Times, ‘Tude Changed For Indy-Bound Montoya
By Jim Pedley | Managing Editor
Juan Pablo Montoya never cracked during May of 2000. Not even close. No matter how many times he was asked, no matter how many different ways he was asked, the young Colombian hot shot with the built-in upper-lip sneer could never be lured into producing a gush about being at historic Indianapolis Motor Speedway.
Then a 24-year-old with obviously ridiculous talent and a huge future awaiting him, Montoya would just shrug and say – either directly or in so many words with that sneer of his – just another race every time he was asked about being part of the greatest motorsports event in the world.
And when Montoya went on to win the 500 on his first and only try, and do it with relative ease, there was as much frustration as jubilation among the Indy traditionalists.
Montoya was back at The Speedway earlier this week.

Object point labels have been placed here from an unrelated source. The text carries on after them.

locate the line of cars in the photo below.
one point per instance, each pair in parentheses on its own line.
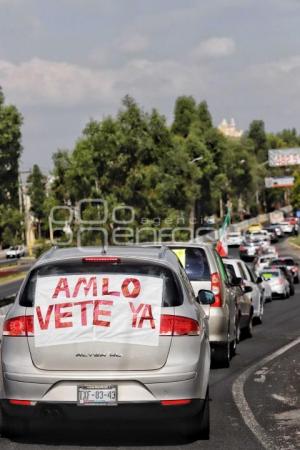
(15,251)
(206,304)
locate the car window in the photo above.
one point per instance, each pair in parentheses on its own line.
(289,261)
(231,270)
(172,293)
(242,271)
(221,266)
(186,282)
(195,263)
(268,275)
(250,274)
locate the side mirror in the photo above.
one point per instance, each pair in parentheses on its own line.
(247,289)
(206,297)
(237,281)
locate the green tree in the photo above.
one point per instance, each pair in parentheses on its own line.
(185,114)
(258,135)
(204,118)
(37,192)
(10,152)
(295,195)
(11,226)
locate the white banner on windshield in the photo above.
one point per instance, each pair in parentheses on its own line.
(88,308)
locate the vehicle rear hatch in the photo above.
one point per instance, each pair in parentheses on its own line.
(195,263)
(100,315)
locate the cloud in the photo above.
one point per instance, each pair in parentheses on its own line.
(134,44)
(43,82)
(39,81)
(214,47)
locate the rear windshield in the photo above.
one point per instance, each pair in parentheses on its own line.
(195,262)
(288,261)
(265,259)
(268,275)
(230,269)
(171,296)
(283,262)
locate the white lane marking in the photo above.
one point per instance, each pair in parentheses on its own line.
(242,404)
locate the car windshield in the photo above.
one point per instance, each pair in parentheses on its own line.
(172,294)
(194,260)
(268,275)
(289,261)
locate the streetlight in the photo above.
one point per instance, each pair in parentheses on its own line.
(196,159)
(192,215)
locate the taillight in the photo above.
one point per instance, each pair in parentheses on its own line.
(178,326)
(18,326)
(216,289)
(21,402)
(175,402)
(101,259)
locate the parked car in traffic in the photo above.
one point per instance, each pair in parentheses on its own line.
(111,335)
(277,281)
(257,294)
(272,233)
(291,264)
(248,250)
(286,227)
(205,270)
(244,302)
(254,227)
(288,275)
(261,262)
(15,251)
(234,238)
(276,227)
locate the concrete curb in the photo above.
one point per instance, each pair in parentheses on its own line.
(294,245)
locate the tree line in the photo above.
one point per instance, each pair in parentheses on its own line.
(136,158)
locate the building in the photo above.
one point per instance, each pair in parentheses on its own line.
(229,129)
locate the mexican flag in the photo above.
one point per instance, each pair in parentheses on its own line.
(222,247)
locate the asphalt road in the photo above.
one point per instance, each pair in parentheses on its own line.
(281,325)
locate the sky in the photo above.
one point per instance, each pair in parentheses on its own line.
(63,62)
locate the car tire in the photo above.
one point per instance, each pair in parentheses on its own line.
(205,420)
(236,340)
(248,332)
(12,426)
(222,354)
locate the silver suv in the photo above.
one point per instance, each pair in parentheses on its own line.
(205,270)
(92,331)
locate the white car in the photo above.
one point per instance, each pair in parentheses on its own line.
(271,251)
(262,262)
(277,282)
(234,238)
(257,295)
(15,251)
(286,227)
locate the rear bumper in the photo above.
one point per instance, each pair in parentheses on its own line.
(146,411)
(218,326)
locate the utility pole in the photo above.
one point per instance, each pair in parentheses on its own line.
(24,210)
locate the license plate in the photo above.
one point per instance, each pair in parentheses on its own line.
(91,395)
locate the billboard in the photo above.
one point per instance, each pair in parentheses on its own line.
(273,182)
(284,157)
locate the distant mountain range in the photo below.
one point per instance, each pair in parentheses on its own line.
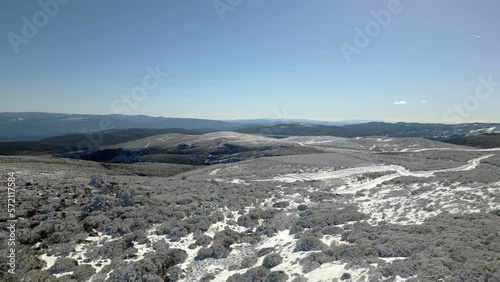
(30,126)
(33,126)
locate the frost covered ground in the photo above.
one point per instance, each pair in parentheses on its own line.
(361,209)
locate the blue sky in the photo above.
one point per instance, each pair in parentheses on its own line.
(256,59)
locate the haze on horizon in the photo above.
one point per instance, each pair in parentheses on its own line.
(419,61)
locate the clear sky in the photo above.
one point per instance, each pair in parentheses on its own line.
(238,59)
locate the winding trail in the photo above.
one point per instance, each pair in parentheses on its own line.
(398,171)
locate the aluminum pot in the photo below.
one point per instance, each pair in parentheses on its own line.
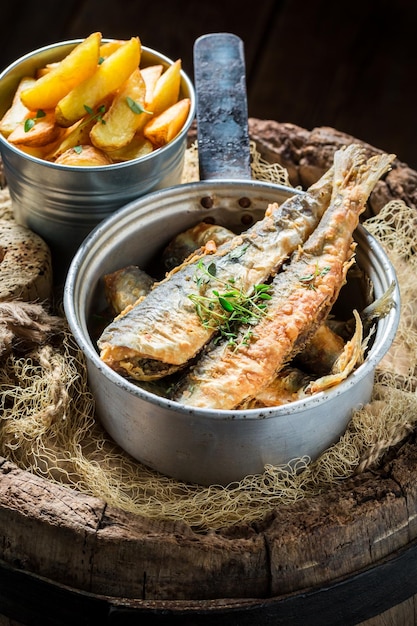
(200,445)
(64,203)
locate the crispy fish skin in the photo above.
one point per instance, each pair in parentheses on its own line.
(302,296)
(163,332)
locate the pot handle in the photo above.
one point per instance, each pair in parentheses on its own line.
(222,111)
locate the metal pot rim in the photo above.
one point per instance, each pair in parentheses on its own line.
(386,329)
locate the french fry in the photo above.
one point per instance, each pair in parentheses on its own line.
(118,125)
(108,47)
(76,67)
(76,135)
(167,89)
(17,111)
(107,78)
(43,131)
(83,156)
(150,75)
(138,147)
(46,69)
(164,127)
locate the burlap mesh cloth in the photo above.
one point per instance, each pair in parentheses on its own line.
(48,425)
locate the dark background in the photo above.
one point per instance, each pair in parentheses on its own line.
(349,65)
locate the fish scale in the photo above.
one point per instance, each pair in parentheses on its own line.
(301,298)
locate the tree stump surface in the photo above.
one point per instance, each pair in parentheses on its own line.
(126,561)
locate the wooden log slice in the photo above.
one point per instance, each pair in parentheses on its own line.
(345,557)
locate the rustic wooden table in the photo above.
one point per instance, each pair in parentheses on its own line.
(309,63)
(345,557)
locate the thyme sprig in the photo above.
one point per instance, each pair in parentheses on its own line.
(31,121)
(309,279)
(135,106)
(227,311)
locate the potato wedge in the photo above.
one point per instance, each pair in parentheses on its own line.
(76,67)
(118,125)
(167,89)
(17,111)
(83,156)
(151,75)
(46,69)
(43,131)
(164,127)
(108,47)
(108,77)
(76,135)
(138,147)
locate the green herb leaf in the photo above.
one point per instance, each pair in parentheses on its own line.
(134,106)
(29,123)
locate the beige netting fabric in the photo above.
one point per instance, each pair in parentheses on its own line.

And even though it was just for a test session for the upcoming debut Rolex GRAND-AM Series race which will take place on the IMS infield road course, it was was interesting to hear him say – barely prompted, even – what many had hoped/expected him to say 12 years ago.
“I think it’s going to be cool,” Montoya said.
Times have obviously changed and so too – more obviously – has Montoya. Since Memorial Day weekend
of 2000, the native of Bogota has not only established himself as a world class talent, but has also learned the fine art of public relations – something that was optional during his time as a Formula 1 big shot, but mandatory in his current gig as a NASCAR driver.
Still, it was kind of cool to hear him talk about the upcoming sports car race, in which he will be co-driving – with Sprint Cup teammate Jamie McMurray– a BMW-powered Riley Daytona Prototype for Chip Ganassi Racing.
“This is kind of crazy that pretty much everything with four wheels, I’ve been here at Indy,” he said after his test session on Monday at IMS. “It’s pretty exciting. I think Jamie and I have a pretty good chance.”
McMurray has never been be-grudging with his excitement when it comes racing Indy. A Brickyard 400 winner in 2010, has always liked the big track. Revered it, even.
He, too, was part of the special Monday test. Afteward, he continued to praise the track, the decision to put GRAND-AM cars on the track and his decision to be in one of those cars.
“Indy just has so much history behind it,” McMurray said, “and it’s just one of those places where if you’re a NASCAR fan or an INDYCAR fan, or any kind of a racing fan, this is the place you want to get to race at.
“First off, I think it’s really cool that GRAND-AM came here, and that all of the guys in the Rolex Series, whether it’s in the DP cars or the GT cars, get a chance to race here because it’s such a cool track.”
Not that they need it, but McMurray and Montoya – who will be driving a sister car to the one which defending series champion Ganassi drivers Scott Pruett and Memo Rojas use every time out in the Rolex Series – have secondary motives for driving in the GRAND-AM race.
The hope is that teaming up for the sports car race will improve life and fortunes on their day jobs.
Neither has won a Cup race this year. In fact, neither has a top-five finish as they head this weekend to New Hampshire for race No. 19 of the 36-race schedule. And, with neither having realistic shots of making the Chase, both they and their teams must be in the old thinking-about-next-season mode.
The GRAND-AM pairing could pay a future dividend or two.
“From the team side of it,” McMurray said, “I think this is really good for Juan and I because even though we’re on the same team in the NASCAR series, you’re still competing against each other, where here you’re literally on the same team, so if one of you wins, both of you win.
“I think it’s a really good relationship-builder for us to talk about the car and everything that’s going on, and both be pulling for the same car to win. I think it’s good for our relationship.”
The main plan, of course, is to win – which they had a decent shot at doing earlier this year as they drove a Ganassi DP car in the Daytona 24 when they were partnered with Ganassi IndyCar drivers Dario Franchitti and Scott Dixon.
Obviously, winning won’t be easy at IMS, McMurray and Montoya – who twice (in 2007 and 2008) won the Daytona 24 driving for Ganassi – agreed.
“I’ve never went around Turn 1 wide open before, and the first time, even though you’re going backward, it’s kind of mindboggling to run flat out around there in the Rolex car,” McMurray said after the Monday test. “There are a lot of Gs and a lot of load on your body, and one thing Juan and I were talking about is that all of these turns are right-handed, and my neck got tired in three laps because we’re not used to turning right. I told him to hang on and get prepared because your body’s going to go through something it hasn’t went through in a long time.”
And the mind seems to be in a much more agreeable place for Montoya than it was back in 2000.